Powell is facing pressure not only internally but also from outside the Fed. Trump hasn’t called only for lower rates; he has floated firing Powell over what he has claimed is a mismanaged, overpriced $2.5 billion renovation of the Fed’s Washington, D.C., headquarters. But the president has seemingly backed off the idea, telling reporters recently that Powell, whose term as chair ends in May 2026 is “going to be out pretty soon anyway.”

Legal experts say it would be hard to make the case that a pricey renovation is cause for dismissal.

Recent court decisions suggest the Fed is treated differently from other independent agencies, but how far that protection goes is relatively untested. Even the suggestion of a forced ouster has been enough to rattle investors, particularly those concerned with Fed credibility and inflation expectations.

Trump has publicly exhorted Powell to lower interest rates, and has seriously considered removing Powell on more than one occasion. He has even consulted with GOP lawmakers about doing so. He hasn’t followed through, likely in part because of the market risk, but the message was sent. This is no longer a theoretical threat to central bank independence. It is an active, unresolved question.
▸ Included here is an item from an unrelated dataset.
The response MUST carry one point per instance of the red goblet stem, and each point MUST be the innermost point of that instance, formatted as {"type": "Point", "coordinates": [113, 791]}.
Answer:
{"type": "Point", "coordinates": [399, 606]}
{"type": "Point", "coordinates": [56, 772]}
There is also institutional pressure coming down on Powell. Economist Mohamed El-Erian publicly called last week for Powell’s resignation, arguing that stepping down might be the only way to preserve the Fed’s independence. Treasury Secretary Scott Bessent dismissed that idea, but not in the most reassuring terms.

Bessent said that there is “no need” for Powell to leave now, and then called for broad institutional reform at the Fed. That kind of call coming from the Treasury would have been unthinkable in previous administrations. And it lands at a particularly vulnerable moment for the central bank. The Fed’s annual Jackson Hole symposium, Powell’s last as chair, is just weeks away, and the Fed’s next policy framework review is currently under way. The ground under Powell is shifting, even if the Fed holds rates steady.

The July meeting isn’t just about policy. It’s a referendum on Powell’s ability to hold the line against dissidents on his own board, against a president eager to reshape the Fed in his image, and against a chorus of outside voices urging him to step aside. If Powell hints at easing, markets could take it as a sign that the Fed is bending, either to internal pressure, political pressure, or both. If Powell sticks with the current script, he risks more confrontation with Trump and the appearance of a chair increasingly isolated within his own institution.

The Fed is still trying for a soft economic landing. But Powell’s more immediate challenge may be keeping the institution intact midflight.

Corrections & Amplifications: Former Federal Reserve governors Wayne Angell and Lawrence Lindsey both dissented at the Federal Open Market Committee meeting in December 1993, opposing what they considered the Fed’s bias toward looser monetary policy. An earlier version of this article incorrectly stated that both opposed the Fed’s tightening bias.